From letters to email: How we welcomed anxiety

May 13, 2020 • ☕️ 3 min read

Image from instagram

Why are you still doing this? Switch to that and you’ll save 100,000 hours of your time.
No sir. I’m fine with what I’m using.

We used to write letters once (We, as in, humans. Not us as you and me millenials).

The previous generation did. It used to take time and effort. We picked up our pens when we had something very important/interesting to communicate and then carefully use the words to put on paper and say what we were trying to say.

It took time to deliver and even longer time to get a reply, if at all.

No read receipts, mind you.

The paper was limited, the number of words you could deliver was limited and was limited. But the quality was high.
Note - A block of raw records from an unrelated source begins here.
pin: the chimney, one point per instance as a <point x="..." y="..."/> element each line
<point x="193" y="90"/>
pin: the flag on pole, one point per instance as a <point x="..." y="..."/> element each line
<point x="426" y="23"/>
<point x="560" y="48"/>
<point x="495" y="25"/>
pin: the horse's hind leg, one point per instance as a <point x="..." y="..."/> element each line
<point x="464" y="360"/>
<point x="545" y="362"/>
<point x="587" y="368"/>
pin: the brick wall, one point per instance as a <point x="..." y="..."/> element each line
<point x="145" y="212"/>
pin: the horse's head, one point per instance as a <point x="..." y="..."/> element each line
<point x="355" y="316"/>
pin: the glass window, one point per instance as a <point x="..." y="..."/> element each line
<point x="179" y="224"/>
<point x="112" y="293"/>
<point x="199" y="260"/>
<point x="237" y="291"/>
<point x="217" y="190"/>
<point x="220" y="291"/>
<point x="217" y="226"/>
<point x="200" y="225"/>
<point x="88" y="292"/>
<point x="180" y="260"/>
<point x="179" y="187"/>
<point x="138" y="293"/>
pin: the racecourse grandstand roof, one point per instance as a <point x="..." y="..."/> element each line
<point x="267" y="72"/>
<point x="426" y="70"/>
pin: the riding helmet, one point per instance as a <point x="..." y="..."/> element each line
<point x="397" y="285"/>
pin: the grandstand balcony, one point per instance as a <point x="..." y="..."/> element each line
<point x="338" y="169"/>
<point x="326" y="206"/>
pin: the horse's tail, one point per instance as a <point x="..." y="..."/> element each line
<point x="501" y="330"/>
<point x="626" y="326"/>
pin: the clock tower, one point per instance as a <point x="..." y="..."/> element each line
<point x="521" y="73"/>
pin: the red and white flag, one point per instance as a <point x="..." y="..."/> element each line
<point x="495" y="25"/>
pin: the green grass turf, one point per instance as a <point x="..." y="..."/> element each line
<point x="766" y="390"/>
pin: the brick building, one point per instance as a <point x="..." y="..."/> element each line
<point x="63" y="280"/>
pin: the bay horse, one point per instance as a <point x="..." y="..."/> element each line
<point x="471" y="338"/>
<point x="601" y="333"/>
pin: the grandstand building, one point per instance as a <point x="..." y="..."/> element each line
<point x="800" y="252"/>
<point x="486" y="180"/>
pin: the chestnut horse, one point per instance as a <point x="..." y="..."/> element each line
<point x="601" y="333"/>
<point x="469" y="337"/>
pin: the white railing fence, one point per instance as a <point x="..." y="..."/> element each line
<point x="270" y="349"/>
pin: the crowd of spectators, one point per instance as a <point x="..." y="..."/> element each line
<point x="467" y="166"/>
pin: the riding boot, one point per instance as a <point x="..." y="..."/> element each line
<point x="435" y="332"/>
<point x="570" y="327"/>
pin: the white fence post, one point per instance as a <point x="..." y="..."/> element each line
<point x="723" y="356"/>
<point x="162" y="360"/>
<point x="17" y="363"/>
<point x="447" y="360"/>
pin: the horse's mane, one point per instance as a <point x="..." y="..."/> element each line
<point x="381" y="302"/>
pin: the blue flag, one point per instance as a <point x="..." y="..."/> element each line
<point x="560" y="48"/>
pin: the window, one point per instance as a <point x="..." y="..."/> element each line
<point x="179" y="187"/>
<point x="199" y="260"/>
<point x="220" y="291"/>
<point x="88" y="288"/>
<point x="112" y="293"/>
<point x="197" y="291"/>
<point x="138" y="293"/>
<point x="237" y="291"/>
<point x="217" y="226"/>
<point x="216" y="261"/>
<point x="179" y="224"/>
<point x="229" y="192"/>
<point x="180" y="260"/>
Then the email came along and we switched to that. It was better in every way. You could write more, to more people, was practically free, saved time and resources.

Read receipts, amazing.

You could connect to every person you ever knew. We could talk about anything and everything, almost in real-time.

And we started saving time, as advertised. Or did we?

If a dialogue earlier took a week to happen, not it was happening in maybe half an hour. So we did save time, didn’t we? Quite a lot of it actually. But what did we do with that saved time?

Sure we wrote more email. We wrote to everybody. Even the ones to whom we would’ve never written in earlier times. Now, all we’re doing with our saved time is just writing more and more emails.

Now I have dozens of messages in my inbox the time I wake up. And almost every email has a person behind it expecting an ASAP reply.
And now I’m spending more time than ever just writing and replying to my mail.

Did we just enslaved ourselves by, I mean, email?!
It was meant to make our lives easier. And for us to have more time on our hands.
We just took this plane from 100mph to 10,000mph and all we got in return is anxiety?

Now in the age of connectivity, we feel ever more disconnected.

Not to mention the quality also suffered.
Earlier we used to phrase our words carefully, think our thoughts through, and also expected an equally well-written letter in return.

So What’s the solution then?

from letters to email how we welcomed anxiety 2
Image from instagram

Imagine if today you had to write to a friend or family knowing that you won’t be hearing from them in a while, you would not just share memes, would you? Okay, a few memes, I get it. But certainly, you would be compelled to write something of value.

Something which you care about and want to talk about. You won’t fill the void with your daily monotonous ramblings.

We need to strive for quality of communication not quantity.

Of course, email is irreplaceable and easily the most vital part of mass communication. But that doesn’t mean we should write just anything. Pick your battles (contacts). Have an engaging dialogue. Keep yourself in the speed limit.

A little over-speeding here and there is fine, as long as you don’t get bogged down just being an inbox slave.